Fig. 5: Classification rates of ciliate reads in rumen metagenomes.
figure 5

a The classification rates of ciliate reads in rumen metagenomes across different hosts fed a diet with <80% concentrate (726 of the 901 metagenomes). b Improvement of classification rates of total metagenomic reads in two previous studies [2, 95] enabled by the ciliate dataset. c Classification rates of ciliate sequences in the rumen metagenomes of sheep suffering from subacute rumen acidosis (SARA, n = 8) or control sheep without SARA (CON, n = 8), and dairy cows in confinement (house, n = 23) or on pasture (grazing, n = 20). The metagenomes were from two previous studies [91, 93]. d Relative abundance of rumen ciliates as represented by the percentage of families/subfamilies sequences in the total ciliate sequences.

Of the identified ciliate reads in the rumen metagenomes, more than 73% could be classified based on the 52 SAGs, suggesting that the collected ciliates represent the majority of the rumen ciliates community (Fig. 5d). However, as shown by 18 S rRNA gene-based surveys [13], genome-based surveys of rumen ciliates yielded different community structures from microscopic enumeration, which is considered the gold standard. For example, Entodiniinae as the most dominant rumen ciliates can account for >90% of the total rumen ciliates in domesticated ruminants (Table S2), but only about 25% of the identified ciliate sequence reads of the rumen metagenomes were assigned to Entodiniinae (Fig. 5d).
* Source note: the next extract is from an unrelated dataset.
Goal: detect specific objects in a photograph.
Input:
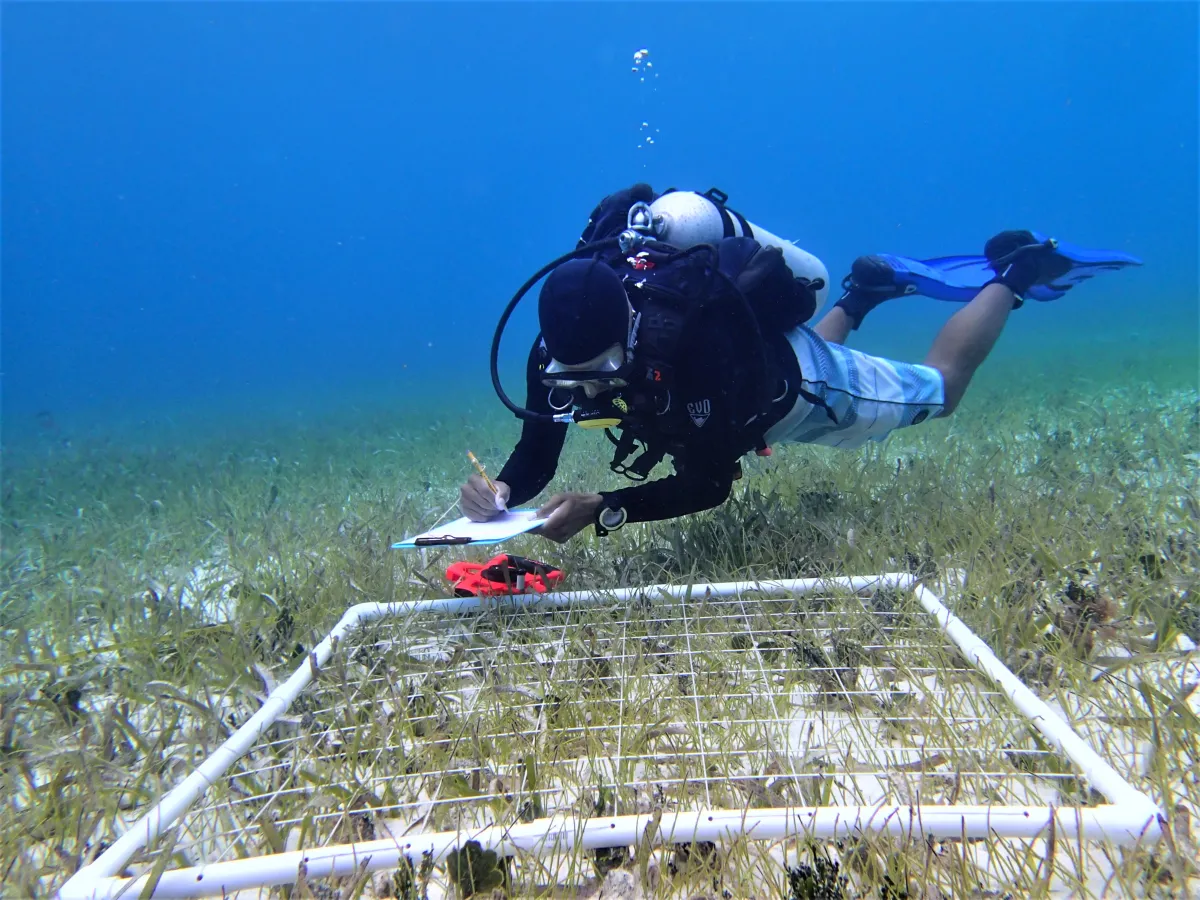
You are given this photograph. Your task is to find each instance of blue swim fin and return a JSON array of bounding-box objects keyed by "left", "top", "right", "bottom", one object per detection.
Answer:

This discrepancy might be attributable to (1) the lack of the genome sequences of some abundant Entodiniinae species, such as Entodinium dilobum and Entodinium rostratum and (2) the genomic ploidies of Entodiniinae are likely lower than those of other rumen ciliates [13]. Since microscopic enumeration of ciliates is laborious and their morphological identification requires a high level of experience [13], more research is needed to identify ciliate images by machine-learning techniques [94] and to establish the correlation between DNA-based analyses and microscopic counting.